Packet Options

Name Lookups (IPv4 and IPv6)

By default, MultiPing will use the default Windows system to do name lookups, and to priorize IPv4 and IPv6 names. That might not always be what you want, though, so MultiPing lets you manually override that.  For either of the "Prefer" methods (Prefer IPv6 and Prefer IPv4), if both types are available, the preferred one will be picked. You can also stick with just IPv4 or IPv6 lookups with the appropriate setting.

There's one additional way to get exactly what you want - if, when adding a target in MultiPing, you precede with name with IPv4: or IPv6:, then that type will be forced, no matter what this setting says.

Ping Timeout

When MultiPing sends out a packet, it waits a certain amount of time for a response.  The longer it waits, the more resources it needs to use (to keep sockets open), but the more likely that it will get a response.  The default number is 3 seconds (3000ms), which is enough time for just about any target to respond.  If you ping a lot of targets, you can lower this a bit (1500 is still pretty safe).  If you're on a really slow network, you might want to increase this to 9999 or higher.

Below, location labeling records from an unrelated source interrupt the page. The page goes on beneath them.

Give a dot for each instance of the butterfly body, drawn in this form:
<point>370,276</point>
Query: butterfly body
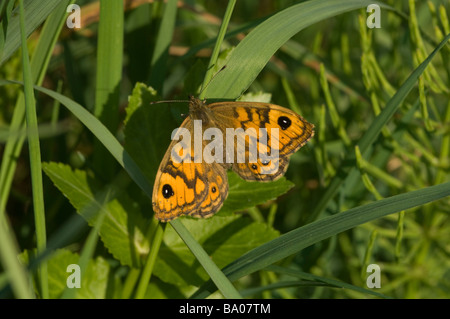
<point>198,187</point>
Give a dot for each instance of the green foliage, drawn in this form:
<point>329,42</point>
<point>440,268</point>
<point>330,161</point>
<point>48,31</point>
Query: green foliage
<point>372,187</point>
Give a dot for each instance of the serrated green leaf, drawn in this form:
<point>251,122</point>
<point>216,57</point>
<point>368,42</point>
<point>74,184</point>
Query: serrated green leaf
<point>123,227</point>
<point>148,129</point>
<point>94,280</point>
<point>223,238</point>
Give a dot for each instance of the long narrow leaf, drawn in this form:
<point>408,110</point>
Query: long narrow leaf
<point>35,156</point>
<point>302,237</point>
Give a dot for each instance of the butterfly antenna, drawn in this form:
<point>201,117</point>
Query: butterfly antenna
<point>206,86</point>
<point>170,101</point>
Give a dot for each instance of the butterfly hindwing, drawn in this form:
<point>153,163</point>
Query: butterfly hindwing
<point>293,132</point>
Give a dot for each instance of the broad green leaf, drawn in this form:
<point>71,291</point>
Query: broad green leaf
<point>243,195</point>
<point>123,228</point>
<point>148,129</point>
<point>223,238</point>
<point>94,280</point>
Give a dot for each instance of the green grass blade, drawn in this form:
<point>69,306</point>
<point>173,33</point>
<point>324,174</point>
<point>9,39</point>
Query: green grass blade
<point>151,259</point>
<point>217,276</point>
<point>5,12</point>
<point>108,77</point>
<point>161,51</point>
<point>35,13</point>
<point>218,45</point>
<point>15,272</point>
<point>255,50</point>
<point>331,282</point>
<point>35,157</point>
<point>374,130</point>
<point>39,64</point>
<point>302,237</point>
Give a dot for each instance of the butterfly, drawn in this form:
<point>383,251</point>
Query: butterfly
<point>186,184</point>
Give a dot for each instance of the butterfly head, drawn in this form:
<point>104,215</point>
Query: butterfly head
<point>198,109</point>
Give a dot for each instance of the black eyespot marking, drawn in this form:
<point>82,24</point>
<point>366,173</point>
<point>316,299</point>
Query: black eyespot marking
<point>167,191</point>
<point>284,122</point>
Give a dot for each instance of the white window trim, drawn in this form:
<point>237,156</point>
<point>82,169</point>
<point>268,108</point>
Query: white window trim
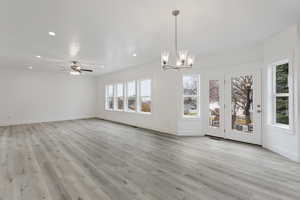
<point>197,96</point>
<point>116,104</point>
<point>140,97</point>
<point>106,97</point>
<point>290,95</point>
<point>126,97</point>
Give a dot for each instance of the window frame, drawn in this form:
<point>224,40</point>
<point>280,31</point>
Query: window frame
<point>140,96</point>
<point>116,103</point>
<point>289,95</point>
<point>198,96</point>
<point>107,97</point>
<point>136,97</point>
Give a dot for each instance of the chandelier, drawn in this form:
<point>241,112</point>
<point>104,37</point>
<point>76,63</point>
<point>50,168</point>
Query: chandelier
<point>182,59</point>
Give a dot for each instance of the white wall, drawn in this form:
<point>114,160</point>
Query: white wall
<point>28,96</point>
<point>164,87</point>
<point>167,90</point>
<point>281,46</point>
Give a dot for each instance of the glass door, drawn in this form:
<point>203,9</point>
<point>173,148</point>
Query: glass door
<point>243,107</point>
<point>234,106</point>
<point>215,109</point>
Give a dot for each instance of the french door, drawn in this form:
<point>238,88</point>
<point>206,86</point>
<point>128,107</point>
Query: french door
<point>234,106</point>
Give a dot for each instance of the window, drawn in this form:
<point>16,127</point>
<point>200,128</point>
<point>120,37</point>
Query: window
<point>145,96</point>
<point>191,95</point>
<point>109,97</point>
<point>281,94</point>
<point>131,96</point>
<point>120,97</point>
<point>214,104</point>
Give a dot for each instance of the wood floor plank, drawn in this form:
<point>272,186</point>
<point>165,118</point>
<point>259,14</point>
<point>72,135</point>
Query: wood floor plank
<point>96,159</point>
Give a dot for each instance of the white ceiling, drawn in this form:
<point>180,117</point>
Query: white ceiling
<point>108,32</point>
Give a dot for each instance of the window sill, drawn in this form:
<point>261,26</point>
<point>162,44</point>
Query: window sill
<point>191,117</point>
<point>286,128</point>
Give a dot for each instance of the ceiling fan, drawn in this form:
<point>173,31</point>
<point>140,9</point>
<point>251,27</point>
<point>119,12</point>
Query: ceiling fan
<point>77,68</point>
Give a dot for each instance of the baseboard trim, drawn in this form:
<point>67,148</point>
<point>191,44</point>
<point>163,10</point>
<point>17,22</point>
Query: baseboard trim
<point>37,122</point>
<point>159,131</point>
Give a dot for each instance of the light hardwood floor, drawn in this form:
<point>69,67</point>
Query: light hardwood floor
<point>99,160</point>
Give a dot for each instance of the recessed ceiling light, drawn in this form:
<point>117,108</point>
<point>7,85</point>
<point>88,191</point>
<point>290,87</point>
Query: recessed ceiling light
<point>51,33</point>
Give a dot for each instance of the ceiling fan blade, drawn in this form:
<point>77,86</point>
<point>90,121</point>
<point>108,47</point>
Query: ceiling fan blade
<point>86,70</point>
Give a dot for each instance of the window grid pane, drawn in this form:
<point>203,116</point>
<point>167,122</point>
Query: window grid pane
<point>145,96</point>
<point>191,96</point>
<point>281,97</point>
<point>131,96</point>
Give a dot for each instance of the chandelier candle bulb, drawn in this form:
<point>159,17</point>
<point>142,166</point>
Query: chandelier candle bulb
<point>182,58</point>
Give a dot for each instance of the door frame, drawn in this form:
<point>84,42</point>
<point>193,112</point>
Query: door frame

Time interval between hop traces

MultiPing sends out packets without waiting for other packets to return.  This doesn't mean, however, that it sends out all packets at once (you don't want to do this, or it might overwhelm your bandwidth).  This is in ms (or 1/1000s of a second).

Packet Size

The Packet Size can make a considerable difference in latency performance.  Normally, you want to use a relatively small number here.  The default is 56 bytes, but in some cases you might need to lower this. Large packets should be used with great care.  A 1500 byte packet means MultiPing may be sending out 30-50 K per second worth of data, which can cause its own problems (and makes measuring latency more challenging).

Maximum samples held in memory

Long-term monitoring sessions might start to fill up memory, making things run slower.  If you want to purge off old samples when memory starts to get full, set this.  This defaults to 200000, which will take (very) roughly a megabyte of memory per target.